- Overview
- Features
- Setup Instructions
- Environment Setup
- Getting API Access
- Build and Install the Application on a Physical Device
- Run the Application
This demo application showcases how to integrate a Large Language Model (LLM) with an Android application using the AI Playground. It allows users to query documents in natural language and receive contextually enriched responses based on the content.
- Modular architecture with easily pluggable components for flexibility and customization.
- Seamless integration with AI Playground for intelligent document querying.
- Support for multiple LLM backends, including Cloud AI Playground and Allam Playground.
- Model selection flexibility, allowing users to choose from various AI models based on their needs.
Before proceeding further, please ensure that all the setup steps outlined below are completed in the specified order. These instructions are essential for configuring the various tools required to successfully run the application.
Each section provides a reference to internal documentation for detailed guidance. Please follow them carefully to avoid any setup issues later in the process.
Android Studio is required to develop and run the Android application. Please follow the setup instructions carefully to ensure a consistent and functional development environment.
For detailed steps, refer to the internal documentation:
Set up Android Studio
Git is required for version control and collaboration. Proper configuration ensures seamless integration with repositories and development workflows.
For detailed steps, refer to the internal documentation:
Setup Git
To set up the Python environment required for running the application, follow the steps below.

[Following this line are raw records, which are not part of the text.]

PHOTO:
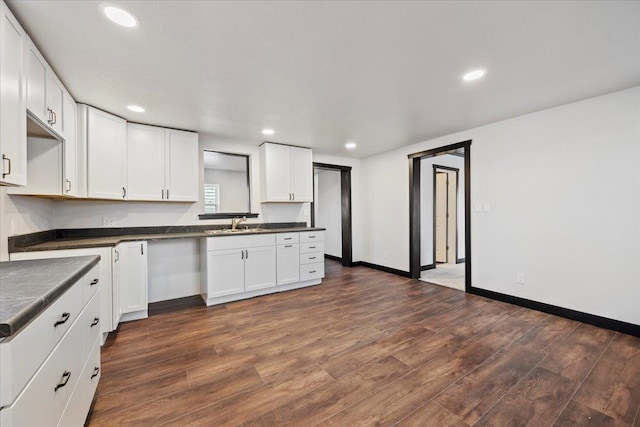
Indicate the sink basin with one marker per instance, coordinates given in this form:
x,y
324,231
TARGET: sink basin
x,y
229,231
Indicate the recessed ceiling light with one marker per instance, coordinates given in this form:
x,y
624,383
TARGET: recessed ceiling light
x,y
120,16
473,75
135,108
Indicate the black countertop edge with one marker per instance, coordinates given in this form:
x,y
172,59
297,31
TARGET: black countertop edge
x,y
14,324
17,243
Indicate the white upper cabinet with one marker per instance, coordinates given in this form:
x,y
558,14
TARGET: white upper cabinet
x,y
44,91
182,166
13,119
71,186
287,173
145,162
106,143
302,174
162,164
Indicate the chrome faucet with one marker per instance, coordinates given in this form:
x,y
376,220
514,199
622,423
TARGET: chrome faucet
x,y
236,221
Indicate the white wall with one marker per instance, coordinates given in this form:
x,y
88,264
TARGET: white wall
x,y
554,215
22,215
426,204
234,194
329,210
359,233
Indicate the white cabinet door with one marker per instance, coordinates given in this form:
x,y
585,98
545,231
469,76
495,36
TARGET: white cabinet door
x,y
302,174
69,129
260,268
145,162
55,96
106,157
276,172
13,119
288,268
132,276
182,166
225,272
37,84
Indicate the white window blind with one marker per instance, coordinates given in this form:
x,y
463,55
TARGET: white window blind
x,y
211,198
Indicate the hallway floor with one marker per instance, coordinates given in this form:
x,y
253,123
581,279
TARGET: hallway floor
x,y
449,275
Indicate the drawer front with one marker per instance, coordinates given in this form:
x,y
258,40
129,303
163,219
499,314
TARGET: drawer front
x,y
312,271
90,324
287,238
40,404
75,414
239,242
22,355
311,258
306,248
311,236
90,283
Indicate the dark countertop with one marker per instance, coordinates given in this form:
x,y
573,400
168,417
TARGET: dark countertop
x,y
28,287
102,241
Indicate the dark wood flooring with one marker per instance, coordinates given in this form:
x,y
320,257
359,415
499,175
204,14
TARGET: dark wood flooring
x,y
366,348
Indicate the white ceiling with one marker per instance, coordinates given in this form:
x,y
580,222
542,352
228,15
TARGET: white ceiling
x,y
382,74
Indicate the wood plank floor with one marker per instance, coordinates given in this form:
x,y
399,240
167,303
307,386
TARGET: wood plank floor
x,y
365,348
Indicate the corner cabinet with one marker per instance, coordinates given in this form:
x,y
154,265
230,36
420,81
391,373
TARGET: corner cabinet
x,y
162,164
287,173
13,117
105,137
130,281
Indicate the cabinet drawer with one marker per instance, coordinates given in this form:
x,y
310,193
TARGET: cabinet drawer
x,y
311,236
238,242
78,406
61,370
311,247
311,257
287,238
312,271
90,323
90,283
22,354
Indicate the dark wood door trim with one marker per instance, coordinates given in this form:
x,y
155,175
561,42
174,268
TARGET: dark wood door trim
x,y
345,209
414,206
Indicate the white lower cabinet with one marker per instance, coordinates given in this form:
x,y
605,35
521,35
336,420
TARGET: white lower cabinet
x,y
130,281
238,267
104,279
40,392
236,264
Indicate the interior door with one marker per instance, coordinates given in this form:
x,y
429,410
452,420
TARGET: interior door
x,y
452,218
441,217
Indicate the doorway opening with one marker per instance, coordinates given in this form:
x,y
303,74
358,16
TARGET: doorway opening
x,y
331,209
440,232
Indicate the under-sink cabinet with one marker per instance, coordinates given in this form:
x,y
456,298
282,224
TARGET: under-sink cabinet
x,y
239,267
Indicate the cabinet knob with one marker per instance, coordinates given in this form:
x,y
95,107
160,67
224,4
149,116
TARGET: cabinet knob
x,y
9,162
63,319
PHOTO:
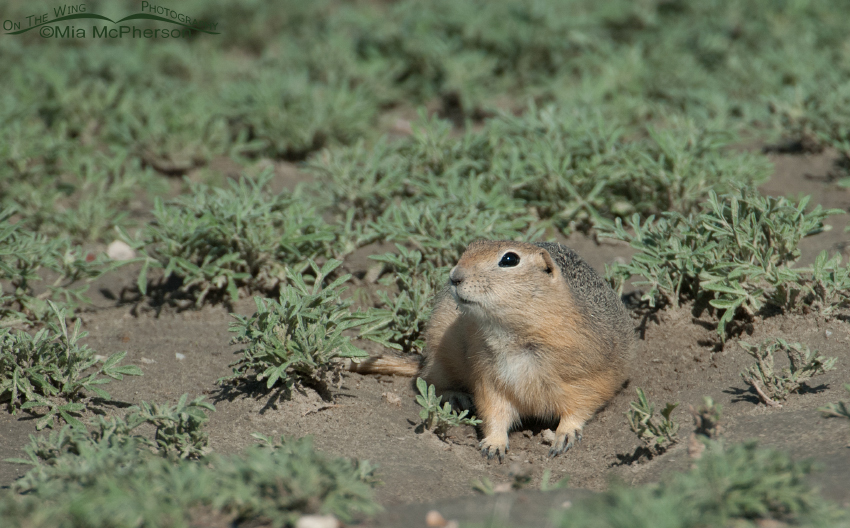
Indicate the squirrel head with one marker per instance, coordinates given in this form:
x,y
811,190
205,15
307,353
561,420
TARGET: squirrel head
x,y
505,281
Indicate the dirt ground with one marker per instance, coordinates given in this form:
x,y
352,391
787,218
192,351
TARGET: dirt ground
x,y
679,359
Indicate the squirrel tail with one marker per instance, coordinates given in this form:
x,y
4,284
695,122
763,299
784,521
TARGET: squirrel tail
x,y
385,365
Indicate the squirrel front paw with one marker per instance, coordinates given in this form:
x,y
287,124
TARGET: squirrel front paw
x,y
494,448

This ensures all dependencies are installed in an isolated and reproducible environment.
-
Create your working directory :
mkdir my_working_directory cd my_working_directory -
Download the Application Source Code :
git clone -n --depth=1 --filter=tree:0 https://github.com/qualcomm/Startup-Demos.git cd Startup-Demos git sparse-checkout set --no-cone /GenAI/Android/InferenceCloudChat git checkout
-
Open the Project in Android Studio: :
- Launch Android Studio.
- Select New -> Import Project
- Navigate to:
cd ./GenAI/Android/InferenceCloudChat
- Allow Gradle to Sync and Download Dependencies: :
- Android Studio will automatically sync Gradle and download necessary dependencies.
- Ensure you have a stable internet connection.

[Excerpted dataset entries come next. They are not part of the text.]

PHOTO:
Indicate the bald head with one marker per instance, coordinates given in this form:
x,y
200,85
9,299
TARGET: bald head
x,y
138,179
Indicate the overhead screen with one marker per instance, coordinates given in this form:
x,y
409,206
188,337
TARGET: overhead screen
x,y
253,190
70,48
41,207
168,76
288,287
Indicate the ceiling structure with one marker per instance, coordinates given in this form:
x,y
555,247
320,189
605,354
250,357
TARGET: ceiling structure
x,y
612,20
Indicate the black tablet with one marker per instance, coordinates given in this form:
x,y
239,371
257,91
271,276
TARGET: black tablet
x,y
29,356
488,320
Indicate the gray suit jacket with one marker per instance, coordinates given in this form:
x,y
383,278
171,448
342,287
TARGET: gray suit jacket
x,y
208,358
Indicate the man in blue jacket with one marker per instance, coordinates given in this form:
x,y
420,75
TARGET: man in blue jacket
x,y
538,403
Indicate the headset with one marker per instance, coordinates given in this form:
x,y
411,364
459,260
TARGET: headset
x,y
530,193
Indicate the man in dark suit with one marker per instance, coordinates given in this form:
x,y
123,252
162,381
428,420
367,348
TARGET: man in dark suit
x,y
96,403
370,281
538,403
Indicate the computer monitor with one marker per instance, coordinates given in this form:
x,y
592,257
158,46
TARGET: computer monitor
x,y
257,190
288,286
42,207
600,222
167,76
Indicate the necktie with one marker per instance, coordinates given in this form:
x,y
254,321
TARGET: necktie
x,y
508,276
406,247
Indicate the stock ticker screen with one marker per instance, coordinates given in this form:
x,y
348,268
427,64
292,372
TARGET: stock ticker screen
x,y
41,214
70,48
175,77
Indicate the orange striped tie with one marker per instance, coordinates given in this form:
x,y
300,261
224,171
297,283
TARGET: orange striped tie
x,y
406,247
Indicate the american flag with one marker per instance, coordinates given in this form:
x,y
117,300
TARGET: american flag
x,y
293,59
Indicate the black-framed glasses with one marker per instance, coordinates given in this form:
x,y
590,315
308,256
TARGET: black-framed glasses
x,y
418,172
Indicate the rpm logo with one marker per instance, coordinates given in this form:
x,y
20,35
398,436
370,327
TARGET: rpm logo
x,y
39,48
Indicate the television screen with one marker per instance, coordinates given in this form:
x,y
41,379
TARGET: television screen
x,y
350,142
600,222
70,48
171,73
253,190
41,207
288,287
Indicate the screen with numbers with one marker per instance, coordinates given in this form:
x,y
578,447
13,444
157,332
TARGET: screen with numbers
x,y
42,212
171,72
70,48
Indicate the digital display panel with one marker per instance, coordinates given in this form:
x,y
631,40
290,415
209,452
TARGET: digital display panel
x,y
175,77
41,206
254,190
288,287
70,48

- Wait for the sync to complete.
To use the application features that rely on external AI services, you need to obtain API keys from the respective playgrounds. Follow the instructions below for each platform.

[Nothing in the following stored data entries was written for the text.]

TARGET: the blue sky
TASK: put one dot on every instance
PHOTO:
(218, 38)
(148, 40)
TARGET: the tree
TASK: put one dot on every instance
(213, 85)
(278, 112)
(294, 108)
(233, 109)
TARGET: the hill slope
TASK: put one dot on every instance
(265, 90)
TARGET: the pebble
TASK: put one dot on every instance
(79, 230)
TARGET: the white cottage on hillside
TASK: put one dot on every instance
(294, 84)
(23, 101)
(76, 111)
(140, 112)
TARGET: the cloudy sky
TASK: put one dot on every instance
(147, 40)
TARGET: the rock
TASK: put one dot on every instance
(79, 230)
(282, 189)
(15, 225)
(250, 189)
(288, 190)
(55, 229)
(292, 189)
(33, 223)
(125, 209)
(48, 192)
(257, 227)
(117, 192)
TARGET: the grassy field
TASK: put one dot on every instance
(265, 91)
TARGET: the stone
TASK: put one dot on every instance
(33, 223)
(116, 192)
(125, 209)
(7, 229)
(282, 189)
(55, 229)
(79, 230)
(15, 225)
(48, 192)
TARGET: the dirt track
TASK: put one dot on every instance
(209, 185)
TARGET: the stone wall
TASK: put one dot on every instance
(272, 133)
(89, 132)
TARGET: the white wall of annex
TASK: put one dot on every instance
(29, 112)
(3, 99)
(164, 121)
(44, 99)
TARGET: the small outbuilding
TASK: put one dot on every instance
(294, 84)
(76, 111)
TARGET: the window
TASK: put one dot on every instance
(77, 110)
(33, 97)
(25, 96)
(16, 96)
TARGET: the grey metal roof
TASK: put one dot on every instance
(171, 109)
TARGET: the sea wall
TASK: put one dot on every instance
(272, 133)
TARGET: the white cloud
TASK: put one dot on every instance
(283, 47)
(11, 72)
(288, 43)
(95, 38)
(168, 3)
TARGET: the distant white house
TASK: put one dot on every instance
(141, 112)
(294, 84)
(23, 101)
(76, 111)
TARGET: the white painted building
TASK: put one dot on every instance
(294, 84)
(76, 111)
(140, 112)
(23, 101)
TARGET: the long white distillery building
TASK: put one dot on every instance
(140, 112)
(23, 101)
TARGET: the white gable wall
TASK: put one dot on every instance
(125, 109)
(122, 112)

To retrieve your API key for the Cloud AI Playground, refer to the documentation: API Key for Cloud AI Playground
To retrieve your API key for the Cloud AI Playground, refer to the documentation: API Key for Allam Playground
Once you have obtained the keys, make sure to securely store them in your environment configuration or secrets manager as per your project’s security guidelines.
- Connect your Android device via USB and enable USB debugging in developer options. - In Android Studio, click Run > Run 'app' or press Shift + F10. - Select your connected device from the list. - Android Studio will build the APK and install it on your device automatically. - Once installed, the app will launch on your device.
To launch the application on your Android device:
📱 Tap the app icon from the app drawer or home screen after installation.
This will start the Android application and allow you to begin interacting with the AI-powered features.
Choose the Large Language Model (LLM) provider you want to use (e.g., CloudAI Playground, Allam Playground, etc.). This determines the backend service that will process your queries.
Enter the API key associated with the selected LLM instance. This is required to authenticate and access the model's capabilities.
After selecting the provider, choose the specific model (e.g., Llama-3.3-70B, Llama-3.1-8B, etc.) that best suits your use case.
✅ Once all configurations are complete, you can begin interacting with the application through the chat interface.